Senior Data Engineer – Spark

Position Description

Sayari is looking for a mid-level to senior Data Engineer to join our Infrastructure team located in Washington, DC. The Infrastructure team is an integral part of our Engineering division and works closely with our Software Engineering & Data Science teams, as well as other key stakeholders across the business.

Apply Now


What You Will Do:
As a member of Sayari’s engineering team, you will work to build the next generation of our entity resolution engine. This work will involve quickly getting up to speed on the existing production engine (implemented in Apache Spark), and then starting to focus on improvements that will take it to the next level. This is a cutting edge problem where no definitive solution exists, and you’ll have the opportunity to implement schemes described in academia and bring your own insights to the table.
What You Will Need:
  • Strong experience with any two of: Python, Java, Scala
  • 2+ years of experience using Apache Spark
  • Solid experience with a NoSQL database like Cassandra or Neo4J
  • Experience working on a cloud platform like GCP, AWS, or Azure
  • Experience working collaboratively with git
What We Would Like:
  • Experience with, or interest in, graph databases
  • Experience with entity resolution/record linkage techniques (e.g., similarity joins, blocking schemes, string similarity)
  • Experience with data orchestration frameworks like Apache Airflow
Who You Are:
  • Strong process-oriented self-starter, with impeccable organizational skills
  • Experienced in supporting and working with cross-functional teams in a dynamic environment
  • Interested in learning from and mentoring team members
  • Passionate about open source development and innovative technology
What We Offer:
  • Limitless growth and learning opportunities
  • A collaborative and positive culture – your team will be as smart and driven as you
  • A strong commitment to diversity, equity & inclusion
  • Outstanding competitive compensation & comprehensive benefits package, including full healthcare coverage plans, commuter benefits, 401K matching, generous vacation, and a variety of other benefits

Sayari is a venture-backed and founder-led global corporate data provider and commercial intelligence platform, serving financial institutions, legal and advisory service providers, multinationals, journalists, and governments. Thousands of analysts and investigators in over 30 countries rely on our products to safely conduct cross-border trade, research front-page news stories, confidently enter new markets, and prevent financial crimes such as corruption and money laundering.

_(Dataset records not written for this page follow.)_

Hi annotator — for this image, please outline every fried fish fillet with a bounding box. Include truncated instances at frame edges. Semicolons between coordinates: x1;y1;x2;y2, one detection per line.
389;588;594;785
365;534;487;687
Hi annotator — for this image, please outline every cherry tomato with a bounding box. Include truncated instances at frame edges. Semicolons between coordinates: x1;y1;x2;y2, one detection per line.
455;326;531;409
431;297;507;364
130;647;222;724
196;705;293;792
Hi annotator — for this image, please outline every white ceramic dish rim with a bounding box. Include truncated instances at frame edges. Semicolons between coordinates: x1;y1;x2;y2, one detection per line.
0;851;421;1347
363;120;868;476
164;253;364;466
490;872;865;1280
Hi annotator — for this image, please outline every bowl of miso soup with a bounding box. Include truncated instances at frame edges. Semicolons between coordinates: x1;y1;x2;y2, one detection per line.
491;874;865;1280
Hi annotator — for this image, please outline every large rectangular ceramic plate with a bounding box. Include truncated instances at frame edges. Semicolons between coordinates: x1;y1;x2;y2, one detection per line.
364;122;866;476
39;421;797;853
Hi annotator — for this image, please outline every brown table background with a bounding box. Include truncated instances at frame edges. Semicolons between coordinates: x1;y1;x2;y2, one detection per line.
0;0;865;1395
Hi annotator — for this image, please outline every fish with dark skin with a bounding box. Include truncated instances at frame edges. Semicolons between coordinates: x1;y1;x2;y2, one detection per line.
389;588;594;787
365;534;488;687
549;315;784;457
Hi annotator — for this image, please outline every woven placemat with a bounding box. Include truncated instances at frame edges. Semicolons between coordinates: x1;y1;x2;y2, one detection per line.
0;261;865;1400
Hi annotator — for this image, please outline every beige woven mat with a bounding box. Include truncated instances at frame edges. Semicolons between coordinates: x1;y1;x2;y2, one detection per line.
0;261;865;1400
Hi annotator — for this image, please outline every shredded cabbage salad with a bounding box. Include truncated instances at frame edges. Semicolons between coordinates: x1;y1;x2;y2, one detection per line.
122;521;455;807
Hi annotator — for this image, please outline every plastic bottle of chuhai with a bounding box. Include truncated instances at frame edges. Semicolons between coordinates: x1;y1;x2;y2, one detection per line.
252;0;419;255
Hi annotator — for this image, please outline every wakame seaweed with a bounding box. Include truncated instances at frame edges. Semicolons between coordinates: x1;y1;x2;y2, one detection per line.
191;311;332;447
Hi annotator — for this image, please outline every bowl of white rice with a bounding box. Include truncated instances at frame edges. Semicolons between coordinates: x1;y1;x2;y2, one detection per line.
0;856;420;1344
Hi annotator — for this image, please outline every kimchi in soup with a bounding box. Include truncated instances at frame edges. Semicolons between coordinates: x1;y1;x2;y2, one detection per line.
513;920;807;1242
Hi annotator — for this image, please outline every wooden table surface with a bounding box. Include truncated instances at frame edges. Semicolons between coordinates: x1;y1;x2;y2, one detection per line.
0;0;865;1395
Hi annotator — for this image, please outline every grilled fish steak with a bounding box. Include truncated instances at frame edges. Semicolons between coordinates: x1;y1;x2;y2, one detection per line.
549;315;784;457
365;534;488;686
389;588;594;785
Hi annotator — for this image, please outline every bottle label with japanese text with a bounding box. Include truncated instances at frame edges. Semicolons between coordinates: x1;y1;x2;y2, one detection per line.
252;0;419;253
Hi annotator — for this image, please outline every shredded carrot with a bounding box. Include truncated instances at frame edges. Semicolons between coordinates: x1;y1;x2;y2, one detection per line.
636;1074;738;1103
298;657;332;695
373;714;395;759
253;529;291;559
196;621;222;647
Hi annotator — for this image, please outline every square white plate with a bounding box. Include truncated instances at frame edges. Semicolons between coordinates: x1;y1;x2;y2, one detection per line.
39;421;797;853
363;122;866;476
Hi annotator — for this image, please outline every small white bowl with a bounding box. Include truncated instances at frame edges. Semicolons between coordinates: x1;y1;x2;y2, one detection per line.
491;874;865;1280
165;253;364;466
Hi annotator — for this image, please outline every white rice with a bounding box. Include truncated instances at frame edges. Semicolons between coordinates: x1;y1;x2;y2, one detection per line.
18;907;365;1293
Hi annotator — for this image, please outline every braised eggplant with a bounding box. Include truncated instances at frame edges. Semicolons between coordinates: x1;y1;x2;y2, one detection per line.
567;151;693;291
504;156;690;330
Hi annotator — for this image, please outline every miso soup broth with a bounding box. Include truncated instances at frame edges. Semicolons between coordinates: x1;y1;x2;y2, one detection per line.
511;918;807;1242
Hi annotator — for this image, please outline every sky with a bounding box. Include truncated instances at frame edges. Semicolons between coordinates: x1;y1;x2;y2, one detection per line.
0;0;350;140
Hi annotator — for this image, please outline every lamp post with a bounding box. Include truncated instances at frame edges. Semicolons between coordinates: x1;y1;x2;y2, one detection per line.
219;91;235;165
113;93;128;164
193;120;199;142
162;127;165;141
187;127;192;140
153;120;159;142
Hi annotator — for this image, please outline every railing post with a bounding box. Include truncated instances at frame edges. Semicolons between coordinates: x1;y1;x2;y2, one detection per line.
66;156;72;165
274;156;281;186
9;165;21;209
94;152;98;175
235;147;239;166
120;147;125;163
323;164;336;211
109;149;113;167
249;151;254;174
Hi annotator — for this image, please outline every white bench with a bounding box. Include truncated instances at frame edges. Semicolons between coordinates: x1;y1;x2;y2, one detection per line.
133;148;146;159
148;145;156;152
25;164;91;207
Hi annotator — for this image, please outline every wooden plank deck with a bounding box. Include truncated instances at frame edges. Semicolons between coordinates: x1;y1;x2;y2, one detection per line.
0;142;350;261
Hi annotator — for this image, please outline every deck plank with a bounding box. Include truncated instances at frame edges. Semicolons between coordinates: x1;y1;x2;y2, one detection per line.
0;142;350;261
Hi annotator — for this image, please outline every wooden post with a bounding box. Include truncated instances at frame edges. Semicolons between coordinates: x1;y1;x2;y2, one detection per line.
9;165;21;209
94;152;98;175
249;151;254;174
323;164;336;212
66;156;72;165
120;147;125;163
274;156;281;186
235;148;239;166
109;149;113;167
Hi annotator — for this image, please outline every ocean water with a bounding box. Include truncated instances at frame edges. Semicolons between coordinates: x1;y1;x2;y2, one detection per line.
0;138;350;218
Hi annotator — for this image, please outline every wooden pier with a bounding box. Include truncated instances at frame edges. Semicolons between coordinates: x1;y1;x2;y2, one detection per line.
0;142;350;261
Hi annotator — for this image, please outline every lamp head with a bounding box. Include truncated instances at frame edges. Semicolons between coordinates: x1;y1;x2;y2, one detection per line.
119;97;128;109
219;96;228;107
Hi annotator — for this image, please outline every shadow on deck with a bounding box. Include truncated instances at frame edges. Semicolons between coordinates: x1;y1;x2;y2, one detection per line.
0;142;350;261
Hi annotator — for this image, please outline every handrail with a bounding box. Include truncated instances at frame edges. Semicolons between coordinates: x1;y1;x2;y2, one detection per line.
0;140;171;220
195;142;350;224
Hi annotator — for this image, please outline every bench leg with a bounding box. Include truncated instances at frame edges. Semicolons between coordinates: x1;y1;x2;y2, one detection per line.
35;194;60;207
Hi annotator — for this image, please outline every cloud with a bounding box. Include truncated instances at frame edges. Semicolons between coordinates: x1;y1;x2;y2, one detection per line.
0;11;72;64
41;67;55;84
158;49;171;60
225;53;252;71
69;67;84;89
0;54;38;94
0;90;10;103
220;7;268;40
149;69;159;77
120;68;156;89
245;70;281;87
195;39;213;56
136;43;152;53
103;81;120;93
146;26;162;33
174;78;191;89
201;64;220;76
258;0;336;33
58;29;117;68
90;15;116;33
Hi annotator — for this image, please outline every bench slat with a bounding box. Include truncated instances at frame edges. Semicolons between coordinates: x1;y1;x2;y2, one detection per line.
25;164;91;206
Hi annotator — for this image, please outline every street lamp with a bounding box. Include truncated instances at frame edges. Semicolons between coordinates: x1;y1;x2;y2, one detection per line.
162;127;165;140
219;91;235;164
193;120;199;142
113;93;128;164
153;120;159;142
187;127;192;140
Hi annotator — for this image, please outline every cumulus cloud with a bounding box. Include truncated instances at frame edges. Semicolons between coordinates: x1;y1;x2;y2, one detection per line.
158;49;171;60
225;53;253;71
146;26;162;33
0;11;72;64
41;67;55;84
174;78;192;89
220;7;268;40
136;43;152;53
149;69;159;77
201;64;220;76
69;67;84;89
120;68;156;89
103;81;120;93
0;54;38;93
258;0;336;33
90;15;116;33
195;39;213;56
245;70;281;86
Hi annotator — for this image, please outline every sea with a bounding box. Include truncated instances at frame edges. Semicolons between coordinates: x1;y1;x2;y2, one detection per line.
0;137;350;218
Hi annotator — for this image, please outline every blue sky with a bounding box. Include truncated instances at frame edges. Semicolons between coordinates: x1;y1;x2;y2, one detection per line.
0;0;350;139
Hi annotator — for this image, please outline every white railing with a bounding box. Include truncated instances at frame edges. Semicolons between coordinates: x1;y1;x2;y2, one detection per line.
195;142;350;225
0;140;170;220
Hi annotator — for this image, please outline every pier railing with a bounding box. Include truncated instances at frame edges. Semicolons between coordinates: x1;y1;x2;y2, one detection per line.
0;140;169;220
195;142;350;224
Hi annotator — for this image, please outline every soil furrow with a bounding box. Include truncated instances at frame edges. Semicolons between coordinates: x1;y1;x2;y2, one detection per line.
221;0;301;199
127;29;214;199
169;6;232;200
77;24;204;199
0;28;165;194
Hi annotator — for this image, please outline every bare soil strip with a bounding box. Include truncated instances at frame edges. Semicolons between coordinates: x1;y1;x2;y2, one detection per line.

We at Sayari define our culture by a dedication to our mission of using open data to prevent illicit commercial and financial activity, a passion for finding novel approaches to complex problems, and an understanding that diverse perspectives create optimal outcomes. We embrace cross-team collaboration, open source work, encourage training and learning opportunities, and reward initiative and innovation. If you like working with supportive, high-performing, and curious teams, Sayari is the place for you.

Sayari maintains a graph of global corporate information containing hundreds of millions of entities and relationships. The structures and techniques that we use store the information in this graph are critical to allowing our clients to benefit from this unique dataset. The application that serves this graph to our clients is powered by several databases fed by ETL pipelines that run in Apache Spark.

We are continually looking to expand our tech stack with new and innovative technologies. Have an idea for something cutting edge? Come talk to us about it.

Application Instructions:

We will only consider complete applications. Please fill out the form below in full to be considered.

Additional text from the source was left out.